Sorry about your grandmother, but I guess you are lucky to have one left past forty. I started with one—maybe that’s what turbo-charged her specialness for me.
My dad has become zayde… but that’s a whole other story, not suitable for “yes” if you know what I mean :)
Q: how many Jewish mothers does it take to change a lightbulb?
A: None, I’ll just sit here in the dark.
OH my ROLLING ON THE FLOOR LAUGHING chortle for the evening. Thanks for that, Bruce. (Damn… how did it get so dark in here??)
Buby Rocks. We all should be so lucky as to have a woman like her in our lives. My Grandma June was not particularly permissive, but she said yes to loving me unconditionally… thanks for reminding me of her. Love your writing.

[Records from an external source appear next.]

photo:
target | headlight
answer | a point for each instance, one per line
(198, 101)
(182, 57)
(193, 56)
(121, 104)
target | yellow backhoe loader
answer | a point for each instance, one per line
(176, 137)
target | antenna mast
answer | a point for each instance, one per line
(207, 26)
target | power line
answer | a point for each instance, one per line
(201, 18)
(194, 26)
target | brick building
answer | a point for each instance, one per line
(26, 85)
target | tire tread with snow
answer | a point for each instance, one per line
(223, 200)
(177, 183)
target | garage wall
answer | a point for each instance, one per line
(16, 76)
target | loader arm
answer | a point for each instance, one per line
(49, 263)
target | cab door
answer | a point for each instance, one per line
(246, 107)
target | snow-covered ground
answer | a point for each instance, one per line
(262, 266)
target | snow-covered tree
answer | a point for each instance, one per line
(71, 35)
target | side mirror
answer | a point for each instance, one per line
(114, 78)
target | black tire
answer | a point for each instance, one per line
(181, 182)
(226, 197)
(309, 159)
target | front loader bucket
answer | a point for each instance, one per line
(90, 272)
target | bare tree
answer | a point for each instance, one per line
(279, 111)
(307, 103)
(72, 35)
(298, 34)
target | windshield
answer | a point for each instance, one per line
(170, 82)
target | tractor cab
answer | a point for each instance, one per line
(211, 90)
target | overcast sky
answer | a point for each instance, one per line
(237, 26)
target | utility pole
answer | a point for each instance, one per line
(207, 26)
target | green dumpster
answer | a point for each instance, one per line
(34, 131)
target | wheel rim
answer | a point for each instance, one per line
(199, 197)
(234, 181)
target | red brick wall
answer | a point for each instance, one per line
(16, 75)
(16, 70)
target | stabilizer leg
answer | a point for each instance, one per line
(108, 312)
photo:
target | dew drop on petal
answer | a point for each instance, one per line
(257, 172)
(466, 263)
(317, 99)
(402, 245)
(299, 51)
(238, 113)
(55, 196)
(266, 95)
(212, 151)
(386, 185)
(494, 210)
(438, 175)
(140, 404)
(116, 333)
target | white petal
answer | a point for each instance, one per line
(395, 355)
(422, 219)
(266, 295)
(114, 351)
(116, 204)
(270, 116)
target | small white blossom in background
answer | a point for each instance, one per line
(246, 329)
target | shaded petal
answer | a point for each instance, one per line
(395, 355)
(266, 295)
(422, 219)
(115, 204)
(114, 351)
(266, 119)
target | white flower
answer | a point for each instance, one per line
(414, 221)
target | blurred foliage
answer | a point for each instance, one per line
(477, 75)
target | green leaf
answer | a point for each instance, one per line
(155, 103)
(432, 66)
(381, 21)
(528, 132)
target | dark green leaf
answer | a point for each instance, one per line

Thanks Luana, and right back at ‘cha regarding loving your writing. So, when you were a kid, sometimes it really was June in January :)
Bruce, what a beautiful picture you paint of of your Buby Rose….she was obviously very dear and close to you. I can only imagine that both my Bubie’s would have been as warm and loving and always saying ‘yes’ to my every wish, just as my children’s buby (my mum) said to them.
Funny, I used to always question her as to why she would say ‘yes’ to her grandchildren but, as I remember, say ‘no’ to the same thing with her children. Her answer was always the same….. a grandparent can enjoy the moment with their grandchildren with not necessarily having to think of the consequences, it’s your role to show them what you feel is the correct way….I’ve already done that with my children.
Here’s to the loving memory of wonderful Bubies + Zaides.
There must be something spiritual happening with your post on this topic happening today, as it happens to be the Yarzeits (anniversary of the death) of all 4 of my grandparents and both our many great-uncles + great-aunts …..Shavuoth 1944. Not sure if you knew this???
I’m feeling chills of horror and of love reading this, Eva and tears come to my eyes. I did not know the exact date, although of course I know it in my soul—and now I know it consciously via our connection. This I must meditate upon and process.
The only thing that stops me from plunging into despair when I think of the reality of what you say is Agnes farting enormously beside me.
Here’s to honoring ALL of our collective ancestors and the eternal and unnamable Love in which we dwell.
What a remarkable woman your Buby was. And an important influence in your life.
My Grammy loved me unconditionally. I can recall her disagreeing with me or my choices a few times, and it was clear that she totally loved and approved of me as a person and that her issue was only with the particular choice I made or opinion I held.
I loved her despite her prejudices. Her responses to my long-term serious relationship with a Korean-American boyfriend in college were to put a book entitled “Mandarin Jews” in my room in her house and to arrange a date for me with her Jewish accountant. She meant well.
“Mandarin Jews” could have been the next CPK :) I guess as years march on we’re able to winnow out the love, even from the moments of misguided yentaing.
You got me with the God is Everywhere line. God is in your pocket. And saying it like she knew what she was talking about.
You got me with the difference between the juggling act of parenthood, and the YES act of grandparenthood. My mom and I talk about this all the time. How she’s so happy to be at a point in her life where she can say yes.
I am intrigued by your stories, Bruce. And I can smell those lilacs in the picture!
Lovely, all the way around.
Thanks Sarah—and particularly thanks for five-for-ten.
Enjoy your weekend—you guys have more than earned a rest!
Namaste
Your Buby was a remarkable woman. I didn’t have the benefit of grandmothers growing up (one died when I was a baby, one lives 3,000 miles away) and my grandfather was not the Yes sort, but I see my own mother reveling in that grandmotherly spirit. I can only imagine what precious and heart-filling memories my children and their cousins will have from their days with her.
Hi Kelly, Having a mom like that is a fantastic blessing—and there can be little doubt but that you carry that “yes” grandmotherly spirit forward as a mom, and perhaps one day as a “Buby” (no matter what name compassion and love travel by).